Dani Heisler, who manages the Wisconsin program, describes the essence of local groups as “social glue” that has developed as farmers renew each watershed. Such mutuality among farmers used to be widespread but has diminished.
Many years ago, I rounded a corner on my tractor in front of Mac’s Filing Station and a hen bounced out of my hay baler, squawking as if the sky were falling. The old men on the loafer’s bench in front of Mac’s had a story to tell. Everywhere I went for weeks, someone would come up and ask with a chuckle, “Hal, have you found your chicken yet?” The old hen had been setting a next of eggs in the baler, which had been parked in a barn for the winter.
We were a community. When I applied for my annual operating loan, my local banker paid scant attention to the forms I had filled out but instead asked about my kids. Now Mac’s filling station and its loafers’ bench are gone. So is the wood stove at the machinery dealer, around which we’d swap stories in the winter. Hundreds of farms have been replaced by a few dozen. The bank was bought out.

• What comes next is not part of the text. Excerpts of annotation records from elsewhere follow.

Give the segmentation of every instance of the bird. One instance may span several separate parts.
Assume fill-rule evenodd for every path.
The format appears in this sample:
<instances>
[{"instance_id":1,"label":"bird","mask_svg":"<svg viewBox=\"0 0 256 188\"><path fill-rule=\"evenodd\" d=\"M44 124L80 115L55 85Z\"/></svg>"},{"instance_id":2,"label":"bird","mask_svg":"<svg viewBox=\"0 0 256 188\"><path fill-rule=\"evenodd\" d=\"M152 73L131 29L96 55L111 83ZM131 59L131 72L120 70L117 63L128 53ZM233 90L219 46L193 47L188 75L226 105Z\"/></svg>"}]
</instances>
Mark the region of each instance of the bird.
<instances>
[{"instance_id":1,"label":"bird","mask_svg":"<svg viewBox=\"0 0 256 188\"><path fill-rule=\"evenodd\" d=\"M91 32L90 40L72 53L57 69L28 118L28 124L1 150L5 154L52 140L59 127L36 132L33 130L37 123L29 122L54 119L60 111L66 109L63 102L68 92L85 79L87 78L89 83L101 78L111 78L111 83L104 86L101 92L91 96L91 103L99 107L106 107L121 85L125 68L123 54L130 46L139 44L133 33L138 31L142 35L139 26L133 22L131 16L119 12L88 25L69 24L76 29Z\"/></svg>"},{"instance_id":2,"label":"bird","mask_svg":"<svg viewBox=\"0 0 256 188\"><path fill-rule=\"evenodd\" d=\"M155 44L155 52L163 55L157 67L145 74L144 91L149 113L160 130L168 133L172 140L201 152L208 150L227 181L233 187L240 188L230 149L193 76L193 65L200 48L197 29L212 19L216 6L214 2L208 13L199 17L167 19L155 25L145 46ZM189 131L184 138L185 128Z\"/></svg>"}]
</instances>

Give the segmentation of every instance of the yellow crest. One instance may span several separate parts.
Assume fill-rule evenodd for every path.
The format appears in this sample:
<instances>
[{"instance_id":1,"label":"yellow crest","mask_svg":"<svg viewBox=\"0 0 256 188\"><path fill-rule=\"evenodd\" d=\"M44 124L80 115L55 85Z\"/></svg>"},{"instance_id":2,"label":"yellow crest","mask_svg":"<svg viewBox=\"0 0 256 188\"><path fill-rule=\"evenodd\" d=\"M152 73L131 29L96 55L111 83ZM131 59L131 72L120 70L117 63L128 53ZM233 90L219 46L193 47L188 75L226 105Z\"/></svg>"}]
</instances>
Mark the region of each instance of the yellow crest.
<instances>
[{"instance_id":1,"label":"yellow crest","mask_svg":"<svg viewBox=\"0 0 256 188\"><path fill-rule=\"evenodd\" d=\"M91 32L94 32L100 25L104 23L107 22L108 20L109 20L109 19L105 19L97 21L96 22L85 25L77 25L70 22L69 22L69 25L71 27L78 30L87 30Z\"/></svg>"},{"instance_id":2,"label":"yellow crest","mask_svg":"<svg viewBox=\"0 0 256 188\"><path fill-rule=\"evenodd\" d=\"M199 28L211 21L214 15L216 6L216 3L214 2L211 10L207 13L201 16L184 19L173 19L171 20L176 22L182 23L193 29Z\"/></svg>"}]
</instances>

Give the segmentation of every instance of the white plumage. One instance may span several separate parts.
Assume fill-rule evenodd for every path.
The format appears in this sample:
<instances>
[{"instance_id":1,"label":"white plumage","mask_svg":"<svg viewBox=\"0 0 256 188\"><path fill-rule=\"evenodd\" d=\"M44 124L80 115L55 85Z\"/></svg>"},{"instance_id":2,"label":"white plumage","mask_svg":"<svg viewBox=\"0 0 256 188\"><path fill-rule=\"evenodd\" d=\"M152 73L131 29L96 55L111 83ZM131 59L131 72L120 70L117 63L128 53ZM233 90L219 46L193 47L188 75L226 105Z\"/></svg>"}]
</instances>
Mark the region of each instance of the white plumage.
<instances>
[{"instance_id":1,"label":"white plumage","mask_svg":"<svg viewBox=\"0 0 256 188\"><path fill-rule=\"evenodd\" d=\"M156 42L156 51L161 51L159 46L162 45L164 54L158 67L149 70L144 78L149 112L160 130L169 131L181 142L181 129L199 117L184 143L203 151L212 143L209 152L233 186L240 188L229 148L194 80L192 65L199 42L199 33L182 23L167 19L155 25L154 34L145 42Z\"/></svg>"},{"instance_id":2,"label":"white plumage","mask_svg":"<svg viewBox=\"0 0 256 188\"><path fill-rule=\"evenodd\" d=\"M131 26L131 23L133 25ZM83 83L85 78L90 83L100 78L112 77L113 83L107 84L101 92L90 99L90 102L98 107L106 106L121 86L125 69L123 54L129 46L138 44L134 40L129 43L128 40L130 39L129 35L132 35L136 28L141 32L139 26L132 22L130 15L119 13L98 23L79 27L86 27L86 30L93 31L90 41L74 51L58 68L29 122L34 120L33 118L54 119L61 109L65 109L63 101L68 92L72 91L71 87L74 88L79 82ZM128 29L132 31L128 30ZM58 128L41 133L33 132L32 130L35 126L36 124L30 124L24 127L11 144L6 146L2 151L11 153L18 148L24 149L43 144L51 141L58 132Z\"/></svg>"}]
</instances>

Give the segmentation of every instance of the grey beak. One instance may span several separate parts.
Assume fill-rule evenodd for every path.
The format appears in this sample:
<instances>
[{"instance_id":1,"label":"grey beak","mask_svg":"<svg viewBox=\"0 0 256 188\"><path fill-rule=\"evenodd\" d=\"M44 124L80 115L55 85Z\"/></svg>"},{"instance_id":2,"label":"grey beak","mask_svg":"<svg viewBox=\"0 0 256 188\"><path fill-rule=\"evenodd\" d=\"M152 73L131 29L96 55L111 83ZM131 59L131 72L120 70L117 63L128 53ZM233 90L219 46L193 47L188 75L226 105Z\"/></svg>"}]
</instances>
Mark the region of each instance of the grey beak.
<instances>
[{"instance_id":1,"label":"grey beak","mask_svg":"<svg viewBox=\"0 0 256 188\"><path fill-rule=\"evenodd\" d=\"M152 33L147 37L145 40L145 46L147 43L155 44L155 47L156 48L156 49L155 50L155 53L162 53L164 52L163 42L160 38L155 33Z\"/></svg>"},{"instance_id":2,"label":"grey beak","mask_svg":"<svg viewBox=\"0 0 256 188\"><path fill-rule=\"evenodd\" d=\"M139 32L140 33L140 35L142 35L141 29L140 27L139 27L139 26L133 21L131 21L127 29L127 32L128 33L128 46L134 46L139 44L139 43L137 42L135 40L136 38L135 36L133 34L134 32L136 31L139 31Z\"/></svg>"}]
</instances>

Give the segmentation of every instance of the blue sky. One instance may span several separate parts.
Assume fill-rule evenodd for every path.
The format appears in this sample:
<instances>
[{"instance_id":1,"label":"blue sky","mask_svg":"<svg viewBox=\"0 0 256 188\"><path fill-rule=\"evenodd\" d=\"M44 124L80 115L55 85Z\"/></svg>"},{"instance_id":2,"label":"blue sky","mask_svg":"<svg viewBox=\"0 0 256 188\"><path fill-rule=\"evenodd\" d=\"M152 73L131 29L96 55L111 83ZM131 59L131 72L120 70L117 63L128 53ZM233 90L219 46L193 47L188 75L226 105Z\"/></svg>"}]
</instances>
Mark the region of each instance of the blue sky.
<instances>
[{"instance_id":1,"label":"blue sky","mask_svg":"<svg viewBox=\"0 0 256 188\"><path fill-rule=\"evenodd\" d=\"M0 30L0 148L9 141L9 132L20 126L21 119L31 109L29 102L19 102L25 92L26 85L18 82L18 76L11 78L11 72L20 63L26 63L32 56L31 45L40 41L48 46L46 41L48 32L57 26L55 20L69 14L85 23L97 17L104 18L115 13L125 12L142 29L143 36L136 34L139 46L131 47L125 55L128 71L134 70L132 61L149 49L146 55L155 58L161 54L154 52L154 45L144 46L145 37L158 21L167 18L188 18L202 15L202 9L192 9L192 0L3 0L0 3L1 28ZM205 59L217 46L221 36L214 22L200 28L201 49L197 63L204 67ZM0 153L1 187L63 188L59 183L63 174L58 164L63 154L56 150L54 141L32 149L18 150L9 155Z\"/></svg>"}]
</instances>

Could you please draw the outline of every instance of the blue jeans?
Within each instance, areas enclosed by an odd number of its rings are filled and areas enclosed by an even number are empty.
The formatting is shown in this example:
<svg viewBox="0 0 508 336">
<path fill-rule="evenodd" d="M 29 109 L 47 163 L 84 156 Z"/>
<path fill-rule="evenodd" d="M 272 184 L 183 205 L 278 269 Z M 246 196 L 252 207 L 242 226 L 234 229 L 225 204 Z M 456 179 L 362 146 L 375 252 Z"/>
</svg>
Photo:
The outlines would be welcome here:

I could give a eulogy at Henry County’s funeral, a remembrance of neighbors working together. A eulogy is usually sad, and I have long been sad, but now I see how this eulogy could give way to vision.
Wendell Berry and his extended family were neighbors and friends of mine in Kentucky. Many of Wendell’s books can be read as eulogies, but their power is in their sense of possibility. I quote the following from Wendell’s 2012 Jefferson Lecture for the National Endowment for the Humanities:
“For humans to have a responsible relationship to the world, they must imagine their places in it. …As imagination enables sympathy, sympathy enables affection. And it is in affection that we find the possibility of a neighborly, kind, and conserving economy. … Of the land-community much has been consumed, much has been wasted, almost nothing has flourished.
…But this has not been inevitable. We do not have to live as if we are alone.”
A second green revolution based on soil health is emerging. Change in farming practices is slow because the risks are high. The process is not overnight. Dani Heisler and the Wisconsin farmers in watershed groups are taking one step at a time, not only innovating on the land but also creating a “social glue” among one another. They learn as they solve problems, supported by trusted advisors and modest financial support, and they’re doing this together in each local area.
A new institutional infrastructure underpins the transition, including state support and a recent investment from Nestle/Purina. These initiatives require money and elbow grease.